Canada is a major energy exporter (Figure 7.4), directing close to 60% of the energy it currently produces to foreign markets, chiefly the United States. The transformation of world energy systems could therefore have a significant impact on this trade as most of the renewable energy that will be added over the next few decades is expected to take place at the expense of fossil fuels. However, shifts in domestic consumption, which will reduce oil and gas imports, especially in the East, could even have a significant positive impact on Canada’s trade balance.
While world markets will have an impact on export opportunities for oil and gas, the rapid decrease in domestic production necessary in net-zero scenarios will affect these export levels as early as 2030. Figure 7.4 shows again the sharp distinction between net-zero scenarios and REF. It also highlights the limited impact of the additional constraints in the CP30 scenario on gas exports, which do not depart from REF. These trends remain over longer time horizons, although it should be noted that exports decrease after 2050 in REF and CP30 as a result of lower demand projections worldwide.
Of particular interest is the rapid expansion of liquefied natural gas (LNG), which increases similarly in all five scenarios in 2030 but less so after that in net-zero scenarios. LNG indeed becomes the main exported energy product in net-zero scenarios as early as 2030 (and even more so after that), almost matching current export levels for crude oil, up to a maximum of 51% of total exports in 2060 for CP30.
Figure 7.4 – International exports #
Figure 7.5 – International imports #
Imports are considerably lower than exports (Figure 7.5). Crude oil imports are relatively constant across scenarios in both 2030 and 2050. Natural gas imports are considerably lower in net-zero scenarios, especially on the longer term (-57% by 2050 for NZ50), resulting from the much lower consumption levels for the fuel.

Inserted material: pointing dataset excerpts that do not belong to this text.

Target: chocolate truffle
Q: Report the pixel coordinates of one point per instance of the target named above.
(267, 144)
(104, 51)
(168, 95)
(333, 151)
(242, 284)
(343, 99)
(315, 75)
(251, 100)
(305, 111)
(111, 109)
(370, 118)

While crude oil imports are lower in 2050, imports of oil products increase across scenarios. This suggests that some of the efforts to reduce Canadian GHG emissions in aggressive scenarios could consist in shifting oil refinery emissions elsewhere (overwhelmingly to the United States), a phenomenon that can also affect oil production and import levels. In other words, given the nature of the optimization model and the fact that it accounts only for domestic emissions, the results underestimate the extent to which the consumption of oil and petroleum products must be reduced in the short term in order to achieve net-zero by mid-century. This transfer is a consequence of international agreements that assign emissions to the primary producing territory and not the final user. See Chapter 1 for more discussion of this issue.
- Given the importance of exports for the Canadian energy production sector today, the country’s export profile changes abruptly in net-zero paths, in line with the changes to production described in the previous section.
- While the use of natural gas in Canada shrinks in all NZ scenarios, exports, especially LNG, expand slightly compared to 2016 levels.
- With the current GHG assignment for producing countries, oil imports could increase in NZ scenarios as compared to REF in order to reach domestic targets.